- Kulykivka Location of Kulykivka Kulykivka Kulykivka (Ukraine)
- Coordinates: 51°22′29″N 31°38′37″E﻿ / ﻿51.37472°N 31.64361°E
- Country: Ukraine
- Oblast: Chernihiv Oblast
- Raion: Chernihiv Raion
- Founded: 1650

Area
- • Total: 65.33 km^{2} (25.22 sq mi)

Population (2022)
- • Total: 4,928
- Postcode: 16300
- Area code: +380 4643

= Kulykivka =

Rural locality in Chernihiv Oblast, Ukraine

Kulykivka (Куликівка; Куликовка) is a rural settlement in Chernihiv Raion, Chernihiv Oblast, northern Ukraine. It hosts the administration of Kulykivka settlement hromada, one of the hromadas of Ukraine. The Kulykivka is located on the Dnieper lowland, in a zone of mixed forests, in Chernihiv Polissya. Kulykivka was founded in 1650. Population:

==History==
Until 18 July 2020, Kulykivka was the administrative center of Kulykivka Raion. The raion was abolished in July 2020 as part of the administrative reform of Ukraine, which reduced the number of raions of Chernihiv Oblast to five. The area of Kulykivka Raion was merged into Chernihiv Raion.

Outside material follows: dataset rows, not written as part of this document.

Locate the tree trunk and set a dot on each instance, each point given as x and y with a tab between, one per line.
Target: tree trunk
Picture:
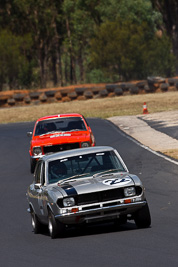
169	11
81	67
71	54
60	73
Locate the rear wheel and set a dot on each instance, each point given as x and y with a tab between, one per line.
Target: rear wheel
32	165
55	228
142	217
36	225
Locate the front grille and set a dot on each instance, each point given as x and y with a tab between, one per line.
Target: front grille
58	148
100	196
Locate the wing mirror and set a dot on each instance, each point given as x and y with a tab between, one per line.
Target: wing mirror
29	134
37	186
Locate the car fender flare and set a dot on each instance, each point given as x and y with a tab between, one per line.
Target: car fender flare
49	208
31	208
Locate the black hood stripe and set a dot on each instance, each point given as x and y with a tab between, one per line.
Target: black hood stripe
69	189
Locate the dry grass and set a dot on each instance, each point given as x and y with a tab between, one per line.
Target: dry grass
103	108
171	153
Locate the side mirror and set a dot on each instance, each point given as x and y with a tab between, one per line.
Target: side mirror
29	134
37	186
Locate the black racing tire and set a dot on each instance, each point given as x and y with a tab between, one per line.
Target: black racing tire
56	228
121	220
36	225
142	217
32	165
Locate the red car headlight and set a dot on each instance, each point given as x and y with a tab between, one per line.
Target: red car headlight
37	151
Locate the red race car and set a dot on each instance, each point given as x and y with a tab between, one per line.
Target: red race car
58	133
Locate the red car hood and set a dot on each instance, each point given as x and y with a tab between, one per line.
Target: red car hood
60	138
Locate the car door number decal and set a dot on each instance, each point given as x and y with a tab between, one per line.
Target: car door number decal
116	181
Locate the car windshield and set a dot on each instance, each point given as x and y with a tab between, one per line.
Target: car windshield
64	124
77	167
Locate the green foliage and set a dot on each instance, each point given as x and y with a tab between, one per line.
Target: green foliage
12	56
82	41
133	51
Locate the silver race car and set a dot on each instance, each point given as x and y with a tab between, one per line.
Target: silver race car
82	186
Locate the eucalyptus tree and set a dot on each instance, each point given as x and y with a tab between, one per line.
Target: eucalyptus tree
169	11
127	45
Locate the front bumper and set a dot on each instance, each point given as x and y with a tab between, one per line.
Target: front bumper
99	213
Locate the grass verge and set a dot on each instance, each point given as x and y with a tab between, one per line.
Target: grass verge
102	108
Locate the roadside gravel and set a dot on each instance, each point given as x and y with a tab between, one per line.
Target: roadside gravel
136	127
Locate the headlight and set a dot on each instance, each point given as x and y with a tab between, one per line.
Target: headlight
37	151
68	202
129	191
85	144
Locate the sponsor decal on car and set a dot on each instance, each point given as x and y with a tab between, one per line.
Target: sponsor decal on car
116	181
57	135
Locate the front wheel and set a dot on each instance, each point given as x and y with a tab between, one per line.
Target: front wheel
142	217
55	228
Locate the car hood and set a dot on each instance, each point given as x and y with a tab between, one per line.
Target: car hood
57	138
94	184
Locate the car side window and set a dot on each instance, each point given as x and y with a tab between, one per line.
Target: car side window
43	174
38	173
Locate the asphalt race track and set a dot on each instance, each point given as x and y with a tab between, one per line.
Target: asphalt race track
100	245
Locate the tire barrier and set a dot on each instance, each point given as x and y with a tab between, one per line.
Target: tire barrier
85	92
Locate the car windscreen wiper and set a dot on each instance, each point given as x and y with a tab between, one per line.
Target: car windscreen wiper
105	172
52	132
73	130
73	177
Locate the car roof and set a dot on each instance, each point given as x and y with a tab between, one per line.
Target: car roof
76	152
60	116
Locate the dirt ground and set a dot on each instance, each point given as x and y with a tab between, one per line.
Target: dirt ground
141	131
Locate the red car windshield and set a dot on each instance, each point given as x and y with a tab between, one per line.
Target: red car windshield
65	124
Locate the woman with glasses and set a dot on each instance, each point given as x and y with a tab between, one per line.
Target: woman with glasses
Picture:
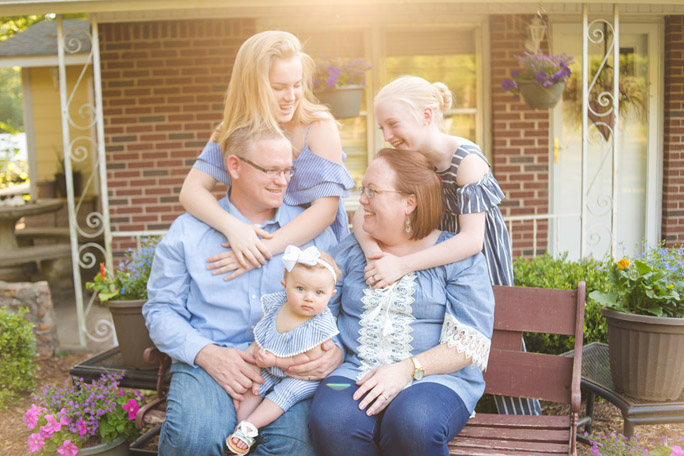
410	112
415	350
270	88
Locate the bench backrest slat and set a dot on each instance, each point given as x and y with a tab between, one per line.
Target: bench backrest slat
511	371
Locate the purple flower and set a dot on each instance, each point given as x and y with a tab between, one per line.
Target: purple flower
541	77
132	408
81	427
68	449
36	442
32	415
509	84
51	427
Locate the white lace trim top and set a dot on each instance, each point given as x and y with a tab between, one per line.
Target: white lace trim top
385	334
467	340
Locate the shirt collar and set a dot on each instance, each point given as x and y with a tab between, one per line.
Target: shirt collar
283	215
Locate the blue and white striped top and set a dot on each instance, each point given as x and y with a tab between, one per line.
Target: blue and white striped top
303	338
484	195
316	177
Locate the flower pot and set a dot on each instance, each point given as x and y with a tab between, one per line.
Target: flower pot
60	182
344	101
539	97
117	447
646	355
131	332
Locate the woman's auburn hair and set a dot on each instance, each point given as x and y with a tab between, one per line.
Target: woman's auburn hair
415	175
249	99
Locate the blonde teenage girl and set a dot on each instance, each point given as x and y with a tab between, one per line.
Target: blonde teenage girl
410	113
270	88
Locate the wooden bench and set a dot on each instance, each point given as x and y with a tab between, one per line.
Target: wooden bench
510	372
32	253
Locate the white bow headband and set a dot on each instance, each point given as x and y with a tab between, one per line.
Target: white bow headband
309	256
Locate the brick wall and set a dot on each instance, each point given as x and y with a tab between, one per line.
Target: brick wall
673	144
520	140
163	87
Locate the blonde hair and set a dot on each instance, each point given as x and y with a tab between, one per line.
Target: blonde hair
249	98
241	141
324	257
417	94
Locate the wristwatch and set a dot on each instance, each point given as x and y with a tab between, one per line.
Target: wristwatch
418	372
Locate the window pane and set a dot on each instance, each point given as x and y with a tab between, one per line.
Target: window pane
446	56
346	44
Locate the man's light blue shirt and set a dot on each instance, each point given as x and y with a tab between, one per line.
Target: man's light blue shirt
188	307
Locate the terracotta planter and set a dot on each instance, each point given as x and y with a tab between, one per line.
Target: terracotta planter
538	97
344	101
117	447
131	332
646	355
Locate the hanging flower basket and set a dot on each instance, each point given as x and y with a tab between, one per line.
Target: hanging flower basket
343	101
540	80
538	97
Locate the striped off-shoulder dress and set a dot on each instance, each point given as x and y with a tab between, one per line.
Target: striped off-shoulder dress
282	390
484	195
316	177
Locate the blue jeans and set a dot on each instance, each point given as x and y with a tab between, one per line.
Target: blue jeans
200	416
421	420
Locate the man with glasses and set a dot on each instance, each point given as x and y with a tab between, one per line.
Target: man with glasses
205	322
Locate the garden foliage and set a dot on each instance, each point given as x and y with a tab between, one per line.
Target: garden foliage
17	355
548	272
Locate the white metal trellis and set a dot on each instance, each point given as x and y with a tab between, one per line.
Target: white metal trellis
91	117
607	112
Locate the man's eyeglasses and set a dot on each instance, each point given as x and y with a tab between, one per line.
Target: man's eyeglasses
272	173
371	192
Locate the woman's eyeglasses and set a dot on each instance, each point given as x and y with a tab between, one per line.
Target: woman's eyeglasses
371	192
272	173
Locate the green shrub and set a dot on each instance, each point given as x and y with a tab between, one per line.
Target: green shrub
549	272
17	355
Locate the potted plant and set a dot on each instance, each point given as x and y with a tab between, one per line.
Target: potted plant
644	311
124	293
339	83
83	418
541	80
60	177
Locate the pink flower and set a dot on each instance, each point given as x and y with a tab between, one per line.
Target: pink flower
68	449
32	415
36	442
132	407
53	426
82	427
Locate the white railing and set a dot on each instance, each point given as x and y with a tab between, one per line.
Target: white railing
535	221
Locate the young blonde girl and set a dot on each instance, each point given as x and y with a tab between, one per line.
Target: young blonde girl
410	114
270	88
295	322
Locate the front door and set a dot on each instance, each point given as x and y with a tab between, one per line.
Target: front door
638	194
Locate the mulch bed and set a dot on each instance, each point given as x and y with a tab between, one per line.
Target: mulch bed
14	435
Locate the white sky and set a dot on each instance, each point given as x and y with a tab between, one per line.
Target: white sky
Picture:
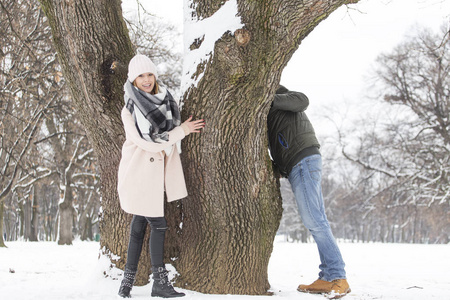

Until 26 January 2024, Kulykivka was designated urban-type settlement. On this day, a new law entered into force which abolished this status, and Kulykivka became a rural settlement.

== Geography ==
The Kulykivka is located in the central part of Chernihiv Oblast, on the Dnieper lowland, in a zone of mixed forests, in Chernihiv Polissya.

The terrain is flat, there are swamps. Kulykivka is located in the Desna River valley. There are also lakes and ponds on the territory of the urban-type settlement. The soils are sod-podzolic.

The climate of Kulykivka is moderately continental, with warm summers and relatively mild winters. The average temperature in January is about -7 °C, and in July - +19 °C. The average annual precipitation ranges from 550 to 660 mm, with the highest precipitation in the summer period.

The railway line of the South-Western Railway and the Chernihiv-Pyryatyn highway pass through the village.